Healthy Buddies Manitoba

This study has been completed.
Sponsor:
Information provided by (Responsible Party):
University of Manitoba
ClinicalTrials.gov Identifier:
NCT01979978
First received: November 1, 2013
Last updated: NA
Last verified: October 2013
History: No changes posted
  Purpose

School-based interventions are generally ineffective for preventing weight gain in children. In 2007, a group from the University of British Columbia, developed a program called Healthy Buddies, that relied on peer mentors to help young children adopt healthy living behaviours. Pilot studies revealed that the program effectively prevented weight gain in children. This trial had never been tested on a large scale using a more scientifically sound study design. We developed a large school-based randomized trial to overcome that limitation and test the hypothesis that that a school-based peer-led healthy living program would reduce adiposity and increase physical activity among children 6-12yrs old.


Condition Intervention
Healthy Children
Elementary School Age
Rural and Urban
First Nations
Other: Healthy Buddies Curriculum

Study Type: Interventional
Study Design: Allocation: Randomized
Endpoint Classification: Efficacy Study
Intervention Model: Single Group Assignment
Masking: Open Label
Primary Purpose: Prevention
Official Title: Healthy Buddies Manitoba: A Cluster Randomized Controlled Effectiveness Trial of Peer Mentoring for Healthy Eights in Children.

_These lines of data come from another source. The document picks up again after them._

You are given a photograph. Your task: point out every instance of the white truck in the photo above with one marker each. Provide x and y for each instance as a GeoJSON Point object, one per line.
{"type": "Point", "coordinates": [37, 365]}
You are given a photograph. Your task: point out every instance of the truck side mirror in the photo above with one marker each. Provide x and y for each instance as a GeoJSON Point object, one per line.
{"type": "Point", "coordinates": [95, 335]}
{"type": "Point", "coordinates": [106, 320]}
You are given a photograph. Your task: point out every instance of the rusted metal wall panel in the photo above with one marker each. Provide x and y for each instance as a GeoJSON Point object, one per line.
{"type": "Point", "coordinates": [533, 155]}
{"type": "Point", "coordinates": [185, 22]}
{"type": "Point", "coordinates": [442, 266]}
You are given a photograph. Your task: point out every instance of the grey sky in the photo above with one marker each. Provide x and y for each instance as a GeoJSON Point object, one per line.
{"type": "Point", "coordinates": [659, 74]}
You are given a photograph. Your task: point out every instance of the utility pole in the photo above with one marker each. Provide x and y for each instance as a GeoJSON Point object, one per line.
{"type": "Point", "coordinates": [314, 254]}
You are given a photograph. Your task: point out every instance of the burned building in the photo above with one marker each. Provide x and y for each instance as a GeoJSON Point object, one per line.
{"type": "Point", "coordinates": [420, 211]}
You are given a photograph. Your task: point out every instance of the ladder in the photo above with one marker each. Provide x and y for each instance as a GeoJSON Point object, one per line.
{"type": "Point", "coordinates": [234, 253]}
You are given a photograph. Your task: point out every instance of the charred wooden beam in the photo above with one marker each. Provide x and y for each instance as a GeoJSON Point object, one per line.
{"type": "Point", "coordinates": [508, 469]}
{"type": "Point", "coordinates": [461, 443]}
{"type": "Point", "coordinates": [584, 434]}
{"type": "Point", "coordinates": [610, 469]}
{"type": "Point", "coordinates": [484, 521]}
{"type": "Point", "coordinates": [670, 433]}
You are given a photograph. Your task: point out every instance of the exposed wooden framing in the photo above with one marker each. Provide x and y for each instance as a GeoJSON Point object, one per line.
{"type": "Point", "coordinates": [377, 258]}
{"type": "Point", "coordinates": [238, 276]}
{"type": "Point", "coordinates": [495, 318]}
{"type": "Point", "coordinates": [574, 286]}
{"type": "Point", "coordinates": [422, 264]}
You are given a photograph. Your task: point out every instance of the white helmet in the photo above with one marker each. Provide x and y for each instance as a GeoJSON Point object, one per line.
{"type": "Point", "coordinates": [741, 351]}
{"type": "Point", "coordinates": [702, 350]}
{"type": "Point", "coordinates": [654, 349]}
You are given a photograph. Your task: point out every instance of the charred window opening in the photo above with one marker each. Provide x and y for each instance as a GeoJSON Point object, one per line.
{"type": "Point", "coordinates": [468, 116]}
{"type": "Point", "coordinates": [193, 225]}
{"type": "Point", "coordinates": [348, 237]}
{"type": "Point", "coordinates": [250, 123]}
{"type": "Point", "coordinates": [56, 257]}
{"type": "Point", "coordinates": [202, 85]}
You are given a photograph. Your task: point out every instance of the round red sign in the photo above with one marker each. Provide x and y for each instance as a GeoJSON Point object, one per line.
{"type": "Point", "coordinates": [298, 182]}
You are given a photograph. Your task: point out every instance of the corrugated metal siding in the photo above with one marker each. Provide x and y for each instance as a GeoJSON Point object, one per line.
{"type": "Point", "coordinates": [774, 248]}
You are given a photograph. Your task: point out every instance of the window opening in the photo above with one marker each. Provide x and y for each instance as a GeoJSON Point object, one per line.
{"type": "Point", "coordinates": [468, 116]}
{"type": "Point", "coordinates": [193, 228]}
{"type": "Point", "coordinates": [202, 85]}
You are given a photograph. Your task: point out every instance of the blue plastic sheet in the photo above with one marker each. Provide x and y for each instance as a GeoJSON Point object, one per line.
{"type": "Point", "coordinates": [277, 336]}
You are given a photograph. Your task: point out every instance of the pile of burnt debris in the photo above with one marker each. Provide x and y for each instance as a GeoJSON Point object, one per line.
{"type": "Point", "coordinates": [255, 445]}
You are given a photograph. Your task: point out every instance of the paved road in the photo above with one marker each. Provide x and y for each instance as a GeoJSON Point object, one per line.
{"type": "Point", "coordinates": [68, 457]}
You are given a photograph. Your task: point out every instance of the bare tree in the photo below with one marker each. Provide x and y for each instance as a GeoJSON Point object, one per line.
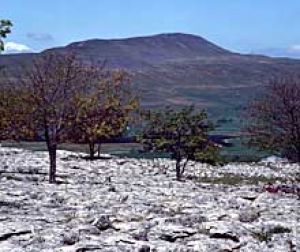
{"type": "Point", "coordinates": [273, 120]}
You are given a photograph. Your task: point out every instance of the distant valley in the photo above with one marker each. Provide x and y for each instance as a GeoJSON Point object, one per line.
{"type": "Point", "coordinates": [181, 69]}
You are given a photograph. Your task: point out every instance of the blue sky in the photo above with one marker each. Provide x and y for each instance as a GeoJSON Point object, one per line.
{"type": "Point", "coordinates": [249, 26]}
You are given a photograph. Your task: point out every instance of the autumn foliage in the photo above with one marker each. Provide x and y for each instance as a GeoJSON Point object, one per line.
{"type": "Point", "coordinates": [59, 99]}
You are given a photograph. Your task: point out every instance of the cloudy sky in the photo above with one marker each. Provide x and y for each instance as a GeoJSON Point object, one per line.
{"type": "Point", "coordinates": [249, 26]}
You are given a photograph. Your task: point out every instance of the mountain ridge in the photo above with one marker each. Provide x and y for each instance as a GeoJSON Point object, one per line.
{"type": "Point", "coordinates": [180, 69]}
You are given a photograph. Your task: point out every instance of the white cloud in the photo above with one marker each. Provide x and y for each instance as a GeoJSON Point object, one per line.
{"type": "Point", "coordinates": [294, 48]}
{"type": "Point", "coordinates": [40, 37]}
{"type": "Point", "coordinates": [13, 47]}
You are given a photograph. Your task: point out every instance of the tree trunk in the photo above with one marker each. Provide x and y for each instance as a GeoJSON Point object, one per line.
{"type": "Point", "coordinates": [52, 155]}
{"type": "Point", "coordinates": [178, 171]}
{"type": "Point", "coordinates": [92, 150]}
{"type": "Point", "coordinates": [99, 150]}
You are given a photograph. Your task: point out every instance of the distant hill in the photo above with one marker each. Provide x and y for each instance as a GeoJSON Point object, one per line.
{"type": "Point", "coordinates": [180, 69]}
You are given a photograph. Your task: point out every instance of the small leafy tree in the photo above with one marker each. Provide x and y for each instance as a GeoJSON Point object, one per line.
{"type": "Point", "coordinates": [5, 28]}
{"type": "Point", "coordinates": [106, 112]}
{"type": "Point", "coordinates": [273, 120]}
{"type": "Point", "coordinates": [183, 134]}
{"type": "Point", "coordinates": [43, 102]}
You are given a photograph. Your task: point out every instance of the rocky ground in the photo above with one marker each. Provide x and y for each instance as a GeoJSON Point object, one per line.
{"type": "Point", "coordinates": [137, 205]}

Resource links provided by NLM:


Further study details as provided by University of Manitoba:

Primary Outcome Measures:
  • Waist circumference [ Time Frame: 10 months ] [ Designated as safety issue: No ]
    Waist circumference at the top of the iliac crest measured in duplicate with a flexible tape.

  • BMI-Z score [ Time Frame: 10 months ] [ Designated as safety issue: No ]
    Body mass index Z score is calculated from weight/height2 and normalized to population normative data for age (months) and sex.


Secondary Outcome Measures:
  • Physical activity [ Time Frame: 10 months ] [ Designated as safety issue: No ]
    Objectively measured using daily pedometer counts recorded by teachers.

  • Healthy living knowledge and behaviours [ Time Frame: 10 months ] [ Designated as safety issue: No ]
    Questionnaires regarding healthy foods and food frequency.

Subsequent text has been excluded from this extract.